Coffee Cupcakes

18 ingredients
6 steps

Ingredients

  • Cupcakes
  • 2 tablespoons boiling water
  • 4 teaspoons instant espresso granules or 8 teaspoons instant coffee granules
  • 1/3 cup low-fat buttermilk
  • 1 1/4 cups all-purpose flour
  • 1/2 teaspoon baking soda
  • 1/4 teaspoon salt
  • 3/4 cup granulated sugar
  • 5 tablespoons butter, softened
  • 2 teaspoons vanilla extract
  • 2 large eggs
  • Espresso syrup
  • 1/4 cup granulated sugar
  • 1/4 cup water
  • 2 tablespoons instant espresso granules or 1/4 cup instant coffee granules
  • 2 tablespoons light corn syrup
  • 1/4 teaspoon vanilla extract
  • 2 tablespoons powdered sugar

Directions

  1. 1
    Preheat oven to 350°.
  2. 2
    To prepare cupcakes, combine 2 tablespoons boiling water and 4 teaspoons espresso, stirring until espresso dissolves.
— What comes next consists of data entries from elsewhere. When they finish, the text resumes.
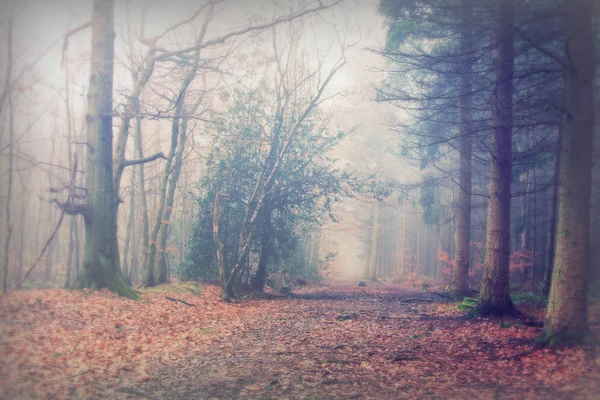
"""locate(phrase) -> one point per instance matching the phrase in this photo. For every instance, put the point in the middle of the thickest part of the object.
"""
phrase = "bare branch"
(70, 33)
(240, 32)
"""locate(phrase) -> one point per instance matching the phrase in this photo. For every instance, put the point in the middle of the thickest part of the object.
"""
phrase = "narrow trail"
(383, 341)
(347, 342)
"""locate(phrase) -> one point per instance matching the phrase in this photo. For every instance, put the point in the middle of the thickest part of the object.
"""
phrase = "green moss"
(532, 298)
(567, 338)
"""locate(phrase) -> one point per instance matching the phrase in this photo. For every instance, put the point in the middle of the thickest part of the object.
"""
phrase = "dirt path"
(384, 341)
(380, 342)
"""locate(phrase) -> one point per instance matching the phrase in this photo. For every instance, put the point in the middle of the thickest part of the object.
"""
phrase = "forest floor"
(384, 341)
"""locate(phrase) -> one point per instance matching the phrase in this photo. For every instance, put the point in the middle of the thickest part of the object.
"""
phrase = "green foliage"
(533, 298)
(468, 304)
(257, 145)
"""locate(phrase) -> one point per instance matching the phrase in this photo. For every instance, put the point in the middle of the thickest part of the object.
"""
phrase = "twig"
(62, 216)
(76, 345)
(71, 33)
(180, 301)
(416, 300)
(79, 374)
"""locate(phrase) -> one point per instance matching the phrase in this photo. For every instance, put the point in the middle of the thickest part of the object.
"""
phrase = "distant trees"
(517, 132)
(567, 305)
(269, 172)
(494, 297)
(101, 266)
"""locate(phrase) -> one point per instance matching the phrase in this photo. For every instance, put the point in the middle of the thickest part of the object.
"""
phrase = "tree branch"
(71, 33)
(128, 163)
(240, 32)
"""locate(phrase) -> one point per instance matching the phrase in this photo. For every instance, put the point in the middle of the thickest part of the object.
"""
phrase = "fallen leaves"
(67, 344)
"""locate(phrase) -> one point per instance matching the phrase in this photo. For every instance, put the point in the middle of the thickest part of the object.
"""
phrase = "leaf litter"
(384, 341)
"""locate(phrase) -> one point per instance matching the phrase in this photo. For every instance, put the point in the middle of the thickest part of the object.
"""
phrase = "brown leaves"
(81, 344)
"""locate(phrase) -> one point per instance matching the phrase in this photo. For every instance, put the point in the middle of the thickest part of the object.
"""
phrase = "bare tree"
(566, 320)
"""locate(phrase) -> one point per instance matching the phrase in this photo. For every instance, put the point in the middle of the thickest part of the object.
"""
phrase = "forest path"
(342, 341)
(377, 342)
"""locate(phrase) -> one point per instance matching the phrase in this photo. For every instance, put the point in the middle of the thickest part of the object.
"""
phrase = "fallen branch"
(135, 392)
(62, 216)
(128, 163)
(79, 374)
(416, 301)
(180, 301)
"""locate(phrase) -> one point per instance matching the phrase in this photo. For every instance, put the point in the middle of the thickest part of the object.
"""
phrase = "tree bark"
(566, 320)
(101, 252)
(374, 246)
(551, 245)
(460, 274)
(494, 298)
(9, 227)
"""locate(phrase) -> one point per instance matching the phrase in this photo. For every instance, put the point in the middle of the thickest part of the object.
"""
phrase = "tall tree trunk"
(374, 242)
(258, 281)
(460, 274)
(149, 270)
(8, 92)
(494, 298)
(223, 274)
(129, 228)
(566, 320)
(101, 252)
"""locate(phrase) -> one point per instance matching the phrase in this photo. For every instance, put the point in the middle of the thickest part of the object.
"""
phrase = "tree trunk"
(566, 320)
(101, 253)
(9, 227)
(258, 281)
(129, 228)
(460, 274)
(494, 298)
(374, 242)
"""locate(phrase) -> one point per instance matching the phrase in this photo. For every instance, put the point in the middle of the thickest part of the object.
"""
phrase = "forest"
(300, 199)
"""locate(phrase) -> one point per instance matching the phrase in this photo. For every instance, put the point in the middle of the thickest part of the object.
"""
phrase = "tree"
(494, 296)
(460, 273)
(566, 320)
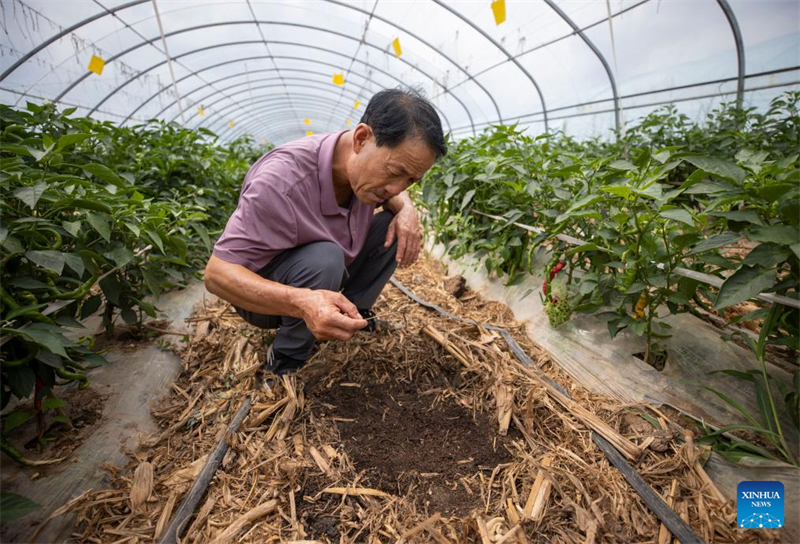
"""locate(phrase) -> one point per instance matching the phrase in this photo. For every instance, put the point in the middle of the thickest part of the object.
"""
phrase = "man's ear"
(361, 135)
Stir in buttermilk.
  3. 3
    Lightly spoon flour into dry measuring cups; level with a knife. Combine flour, baking soda, and salt, stirring well with a whisk.
  4. 4
    Place 3/4 cup granulated sugar, butter, and 2 teaspoons vanilla extract in a large bowl; beat with a mixer at medium speed until well blended (about 5 minutes). Add eggs, 1 at a time, beating well after each addition. Add flour mixture and buttermilk mixture alternately to sugar mixture, beginning and ending with flour mixture.
  5. 5
    Spoon batter into 12 muffin cups lined with paper liners. Bake at 350° for 20 minutes or until a wooden pick inserted in center comes out clean. Cool cupcakes in pan 10 minutes on a wire rack; remove from pan.
  6. 6
    To prepare syrup, combine 1/4 cup granulated sugar, 1/4 cup water, 2 tablespoons espresso, corn syrup, and 1/4 teaspoon vanilla extract in a small saucepan; bring to a boil. Reduce heat; simmer 3 minutes. Pierce the cupcake tops several times with a wooden skewer. Brush espresso syrup evenly over the cupcakes. Cool completely on wire rack. Sprinkle with powdered sugar.